Vivid (stylised as VIVID) was a centre for the production and exhibition of media art, located in the Digbeth area of Birmingham, England.

Vivid commissioned and exhibited work both for its own exhibition space and for other locations, provided spaces and resources for the production of interdisciplinary art and hosted a programme of residencies for visiting artists, commissioned major new works and large scale touring exhibitions from artists and exhibited artists' work.

After failing to win Arts Council funding Vivid closed in 2012. Vivid Projects was started soon after by the Vivid curatorial team and is based at Minerva Works in Digbeth.

==Function==
Vivid commissioned and exhibited work both for its own exhibition space and for other locations, provided spaces and resources for the production of interdisciplinary art and hosted a programme of residencies for visiting artists, commissioned major new works and large scale touring exhibitions from artists including Haroon Mirza, Richard Billingham, Heather & Ivan Morison and exhibited artists from 1960 Fluxus movement to rising art stars. In 2008–11 it generated 27 international residencies and exhibitions with Vivid commissions presented at the Venice Biennale, Frieze Art Fair, The Art of Ideas and British Art Show 7; and touring to London and Gothenburg.

Vivid produced and curated emerging and mid-career artists and presented their work in local, national and international contexts. Described in The Guardian as 'superb' the critically acclaimed public programme presented a wide variety of new commissions, thematic shows, talks, screenings and pop up events year round.

==History==
The company began trading as Vivid in the late 1990s, but was established as Birmingham Centre for Media Arts in 1992, when TURC Video amalgamated with the community arts organisation Wide Angle. The conjunction of the two entities created a hybrid resource unique in Birmingham: a film, video and photography workshop creating community access to what at the time was the dominant means of visual communications.

Popularly known in the 1990s as BCMA, the centre adopted the name Vivid following a re-location to The Big Peg in Birmingham's jewellery quarter and began several years of digital image making, digital video training and artist development.
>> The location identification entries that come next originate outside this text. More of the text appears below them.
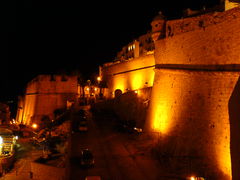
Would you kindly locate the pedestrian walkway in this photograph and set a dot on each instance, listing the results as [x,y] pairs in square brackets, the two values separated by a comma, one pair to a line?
[22,168]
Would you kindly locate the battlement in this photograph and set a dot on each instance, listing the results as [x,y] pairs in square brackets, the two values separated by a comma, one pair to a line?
[210,39]
[52,84]
[141,46]
[180,26]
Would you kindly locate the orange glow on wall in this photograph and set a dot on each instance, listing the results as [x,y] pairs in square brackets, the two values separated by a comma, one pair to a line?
[136,80]
[161,118]
[119,83]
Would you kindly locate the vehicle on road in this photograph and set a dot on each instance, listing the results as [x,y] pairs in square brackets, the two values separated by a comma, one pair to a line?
[87,159]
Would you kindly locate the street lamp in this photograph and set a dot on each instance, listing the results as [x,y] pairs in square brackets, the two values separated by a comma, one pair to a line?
[98,79]
[1,142]
[34,126]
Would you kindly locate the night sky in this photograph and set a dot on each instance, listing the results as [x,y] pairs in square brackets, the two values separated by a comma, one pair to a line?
[63,36]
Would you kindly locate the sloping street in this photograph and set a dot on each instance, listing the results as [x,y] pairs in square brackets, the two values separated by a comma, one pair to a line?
[117,155]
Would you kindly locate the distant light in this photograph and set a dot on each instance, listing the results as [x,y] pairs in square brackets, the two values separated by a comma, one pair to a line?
[1,140]
[196,178]
[34,126]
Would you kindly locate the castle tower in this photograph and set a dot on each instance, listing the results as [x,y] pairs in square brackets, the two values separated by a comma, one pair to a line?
[158,27]
[194,100]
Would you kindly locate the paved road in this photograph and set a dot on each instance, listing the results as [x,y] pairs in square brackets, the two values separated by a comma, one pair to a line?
[118,156]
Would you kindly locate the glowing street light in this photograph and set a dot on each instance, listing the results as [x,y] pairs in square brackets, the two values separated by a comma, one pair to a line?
[1,140]
[34,126]
[98,78]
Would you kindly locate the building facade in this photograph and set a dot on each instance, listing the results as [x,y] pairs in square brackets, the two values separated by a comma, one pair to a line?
[45,94]
[193,74]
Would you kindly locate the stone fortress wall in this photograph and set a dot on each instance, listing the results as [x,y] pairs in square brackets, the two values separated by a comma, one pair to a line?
[192,92]
[133,68]
[44,94]
[197,71]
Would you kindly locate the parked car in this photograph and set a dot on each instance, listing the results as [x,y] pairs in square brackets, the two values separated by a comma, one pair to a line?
[87,159]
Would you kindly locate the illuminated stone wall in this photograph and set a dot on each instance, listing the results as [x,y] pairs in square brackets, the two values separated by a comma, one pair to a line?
[197,69]
[44,94]
[129,75]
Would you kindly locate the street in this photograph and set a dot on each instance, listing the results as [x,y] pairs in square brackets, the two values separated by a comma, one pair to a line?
[117,155]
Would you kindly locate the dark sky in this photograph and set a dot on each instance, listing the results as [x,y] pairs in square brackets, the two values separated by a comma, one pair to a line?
[61,36]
From 2000 Vivid concentrated on developing contemporary new media and artist moving image through production, commissioning, exhibition and event programmes.

The organisation moved to its final home, called The Garage – a former motor garage built in the 1950s – from its previous location in the Jewellery Quarter in April 2005. Renovation of the large MOT garage, in order to provide an exhibition and events programme alongside artist production, created a flexible, multi-purpose space for Digbeth – the first in the area. The Garage, occupied 3000 sqft and still bore the evidence of its former use as a vehicle repair workshop, including a large area marked "MOT Bay".

After failing to win Arts Council funding Vivid closed in 2012. Vivid Projects was started soon after by the Vivid curatorial team and is based at Minerva Works in Digbeth.